Der Titeltrack ist dann genau das, was der Albumname ausdrücken will: eine p(a)echschwarze Black-Metal-Salve, die sich bei aller Gewalt immer noch die gewohnt rockige Gundlässigkeit bewahrt. Diese Mixtur funktioniert bei 'Löutschä' sogar noch besser und dürfte orthodoxen Schwarzheimern im Gesamtkontext am besten gefallen, da hier die frostig, dunkle Grundstimmung noch eindringlicher über das Riffing transportiert wird (zwischenzeitlich musste ich hier an eine meiner absoluten Lieblingsuntergrundperlen von ORDER OF ENNEAD denken). Ganz anders kommt man dann bei 'Unusgschprochä' rüber. Wenn ich es nicht besser wüsste, würde ich sagen, dass CHOTZÄ hier versucht den alten Geist des Depressive Black Metal zu beschwören (inklusive wahnwitziger Vocals in der Mitte des Songs). Allerdings muss man keine Bedenken haben: der generell ordentlich produzierte Sound bleibt uns auch hier erhalten und man versucht nicht die unhörbaren Untriebe des frühen DSBM zu reproduzieren. Auch 'Satan’s Sündä' stellt unter Beweis wie scheuklappenfrei auf diesem Opus zu Werke gegangen wurde und zieht ein schön treibendes Stück Black Metal aus dem Hut, dass diesen herrlichen Ufta-Schlagzeug-Beat hat, der direkt in den Nacken geht. Bei aller kompromisslosen Härte geht dennoch der Sinn für subtil-harmonische Melodien nicht verloren und man zeigt mit dem Einsatz von epischen Pressgesang, dass man mehr kann als lediglich ins Mikrofon zu keifen. Mit einem anhaltenden 'Fieberwahn' bewegen wir uns dann auch schon langsam aber sicher Richtung Ziellinie und verwischen währenddessen die Grenzen zwischen klirrendem Black Metal mit flächigen Gitarren mit (Stoner) Black'n'Roll-Einschlag endgültig, bevor 'Wundgang' noch einmal ordentlich die atmosphärische BM-Keule schwingt und sich langjährige Fans fragen werden, ob das noch CHOTZÄ ist oder der CD-Wechsler bereits eine AFSKY-Scheibe eingeworfen hat.
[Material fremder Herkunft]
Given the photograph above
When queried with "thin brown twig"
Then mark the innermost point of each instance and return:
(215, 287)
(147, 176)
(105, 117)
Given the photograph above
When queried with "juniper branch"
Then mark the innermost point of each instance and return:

Alles in allem bin ich sehr begeistert von "Pächschwarz". Denn auch wenn CHOTZÄ seine Punk-Attitüde etwas zurückgedrängt und das eigene Profil deutlich verändert hat, halte ich diese Herangehensweise für äußerst spannend. Wir bekommen hier ganz verschiedene Geschmacksnoten und Akzente des schwarzmetallischen Untergrunds serviert. Es macht Spaß sich mit den einzelnen stilistischen Aspekten zu beschäftigen und es ist wirklich faszinierend wie gut man diese teilweise sehr unterschiedlichen Versatzstücke in den eigenen Sound eingebaut hat und darüber hinaus noch mit diesen rockigen Solos verbunden hat, die quasi zu einem Trademark dieser Scheibe gehören. Abgerundet wird das ganze durch die ausdrucksstarken Vocals auf Bärndütsch, was sich als Sprache perfekt für Black Metal eignet. CHOTZÄ hat Mut mit diesem Album bewiesen, sich aus der eigenen Komfortzone hinausbewegt und auf ganzer Linie damit Erfolgt gehabt. Wem das Schweizer Quartett bisher zu stumpf und plakativ war, sollte seine Einschätzung noch einmal überdenken und vorurteilsfrei ein Ohr riskieren. Es könnte sich lohnen.
Ab dem 25. April 2024 gibt es diesen lässigen Hassbatzen bei Folter Records als CD und LP.